Порадовался Овадия приветствию и поздравлению. Действительно, выздоровел он теперь, кто теперь помешает ему сыграть свадьбу, прямо в эти дни, без дальнейшего промедления? Сколько можно скитаться по чужим углам и не иметь собственной крыши над головой? Поднялся помощник меламеда, обхватил Овадию за плечи и сказал:
— Дай-ка погляжу на образину твою, рабби Овадия, сдается мне, что вернулась к тебе твоя молодость! Откуда ты вдруг явился и где пропадал столько времени?
Подмигнул ему Овадия и сказал:
— Это ты спрашиваешь, где я пропадал? Или вовсе не слыхивал, что попал я в больницу?.. С той самой субботы, как застал тебя пляшущим с девицами, не подымался с постели. Увидел тебя занедужившим и сам заболел.
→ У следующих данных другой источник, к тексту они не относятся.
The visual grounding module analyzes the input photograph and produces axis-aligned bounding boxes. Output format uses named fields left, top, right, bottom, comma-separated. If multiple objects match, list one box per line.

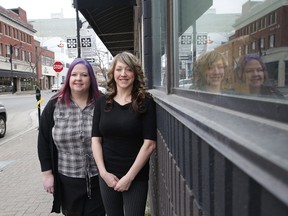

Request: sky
left=0, top=0, right=76, bottom=19
left=0, top=0, right=261, bottom=19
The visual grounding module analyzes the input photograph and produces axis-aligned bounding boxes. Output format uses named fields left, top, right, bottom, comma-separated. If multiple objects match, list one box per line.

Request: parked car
left=51, top=84, right=60, bottom=92
left=0, top=102, right=7, bottom=138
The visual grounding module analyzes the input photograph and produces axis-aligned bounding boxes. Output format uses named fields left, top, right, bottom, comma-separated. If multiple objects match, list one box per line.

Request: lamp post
left=9, top=44, right=15, bottom=94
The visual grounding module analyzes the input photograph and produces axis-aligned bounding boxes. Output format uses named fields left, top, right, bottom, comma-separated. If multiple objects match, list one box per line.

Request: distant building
left=217, top=0, right=288, bottom=87
left=0, top=6, right=44, bottom=92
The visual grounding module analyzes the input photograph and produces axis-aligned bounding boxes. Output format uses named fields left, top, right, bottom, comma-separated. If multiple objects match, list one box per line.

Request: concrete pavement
left=0, top=127, right=61, bottom=216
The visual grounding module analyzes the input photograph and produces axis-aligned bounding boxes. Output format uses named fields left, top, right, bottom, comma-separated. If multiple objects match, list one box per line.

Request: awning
left=78, top=0, right=136, bottom=56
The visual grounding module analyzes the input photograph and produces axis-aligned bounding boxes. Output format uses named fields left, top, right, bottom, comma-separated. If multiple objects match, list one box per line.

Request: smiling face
left=244, top=60, right=264, bottom=87
left=69, top=64, right=90, bottom=94
left=205, top=59, right=225, bottom=90
left=114, top=61, right=135, bottom=90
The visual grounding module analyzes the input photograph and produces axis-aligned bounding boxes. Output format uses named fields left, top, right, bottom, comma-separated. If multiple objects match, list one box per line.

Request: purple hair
left=51, top=58, right=100, bottom=106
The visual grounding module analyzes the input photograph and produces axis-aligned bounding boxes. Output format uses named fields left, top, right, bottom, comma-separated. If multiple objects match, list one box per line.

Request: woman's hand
left=114, top=175, right=133, bottom=192
left=101, top=172, right=119, bottom=188
left=42, top=170, right=54, bottom=193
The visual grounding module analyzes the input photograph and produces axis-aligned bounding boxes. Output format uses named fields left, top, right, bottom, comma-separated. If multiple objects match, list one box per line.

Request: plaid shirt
left=52, top=101, right=98, bottom=178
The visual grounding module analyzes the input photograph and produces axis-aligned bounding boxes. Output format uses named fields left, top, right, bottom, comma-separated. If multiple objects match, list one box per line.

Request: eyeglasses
left=245, top=68, right=264, bottom=73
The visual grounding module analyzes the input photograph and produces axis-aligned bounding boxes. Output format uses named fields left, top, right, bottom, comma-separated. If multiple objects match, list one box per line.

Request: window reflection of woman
left=237, top=54, right=282, bottom=97
left=193, top=50, right=227, bottom=92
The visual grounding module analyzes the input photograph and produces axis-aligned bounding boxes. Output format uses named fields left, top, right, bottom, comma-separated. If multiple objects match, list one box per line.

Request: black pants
left=99, top=177, right=148, bottom=216
left=59, top=174, right=105, bottom=216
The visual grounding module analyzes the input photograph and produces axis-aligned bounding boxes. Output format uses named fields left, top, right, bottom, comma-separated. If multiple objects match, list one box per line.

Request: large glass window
left=173, top=0, right=288, bottom=103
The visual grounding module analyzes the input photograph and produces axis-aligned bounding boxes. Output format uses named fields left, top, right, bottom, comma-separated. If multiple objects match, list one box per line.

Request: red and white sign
left=53, top=61, right=64, bottom=73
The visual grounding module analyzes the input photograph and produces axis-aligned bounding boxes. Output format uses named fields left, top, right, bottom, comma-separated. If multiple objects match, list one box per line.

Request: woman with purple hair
left=38, top=58, right=105, bottom=216
left=236, top=54, right=283, bottom=98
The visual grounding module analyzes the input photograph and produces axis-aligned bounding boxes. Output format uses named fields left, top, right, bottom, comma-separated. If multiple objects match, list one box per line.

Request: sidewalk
left=0, top=127, right=60, bottom=216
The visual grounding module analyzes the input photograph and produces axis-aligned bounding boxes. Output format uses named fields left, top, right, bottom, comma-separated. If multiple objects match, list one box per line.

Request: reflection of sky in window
left=211, top=0, right=264, bottom=14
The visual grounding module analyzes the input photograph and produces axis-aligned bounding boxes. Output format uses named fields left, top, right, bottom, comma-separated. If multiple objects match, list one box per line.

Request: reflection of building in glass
left=217, top=0, right=288, bottom=87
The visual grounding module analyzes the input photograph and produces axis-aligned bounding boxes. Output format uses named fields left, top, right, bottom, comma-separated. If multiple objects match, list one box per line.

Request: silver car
left=0, top=102, right=7, bottom=138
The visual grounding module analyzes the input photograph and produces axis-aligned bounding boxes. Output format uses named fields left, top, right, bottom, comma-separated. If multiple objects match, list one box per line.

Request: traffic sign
left=53, top=61, right=64, bottom=73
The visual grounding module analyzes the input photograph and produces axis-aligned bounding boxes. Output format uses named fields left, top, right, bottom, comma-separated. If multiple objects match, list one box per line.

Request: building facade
left=0, top=7, right=37, bottom=92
Хорошо же ты, однако, исполнил заповедь посещения больных! Сейчас, даже если бы дал ты мне полный дом серебра и злата, не смог бы исправить прегрешения своего, поскольку я уже вышел из больницы.
Удивился помощник меламеда:
— В больнице ты был?
Сказал Овадия:
— Что ты разеваешь рот? Хочешь бочку проглотить? Целый год провел я в больнице.
7
«Книга рифм» («Яд харузим», 1700, Венеция) итальянского еврея Гершома Хефеца содержала рифмующиеся в иврите слова как пособие для стихосложения, позднее переиздавалась с дополнениями; имела широкое хождение в Галиции, где разворачивается действие агноновского рассказа.
8
Недельный раздел «И поселился Яаков» (Бытие, 37:1-40:23) содержит историю о том, как братья продали Иосифа в рабство, а Яаков оплакивал его, полагая, что он погиб. Чтение этого раздела приходится обычно на декабрь. Видимо Агнон намекает на то, что как реально Иосиф не погиб, а расцвел и возвысился, так и «грех», якобы «преодоленный» Йехудой Йоэлем, на деле преодолен не был.
9
Миква — микве (иврит), водный резервуар с проточной водой для омовения с целью очищения от ритуальной нечистоты.
10
Имеется в виду малый талес (называемый также арба канфот, или арбеканфес) — белый полотняный прямоугольник с отверстием для головы и с кистями цицит по углам, который, в отличие от большого талеса, носят всегда под одеждой. При стирке ритуальные узелки на цицит развязывают, а потом завязывают заново.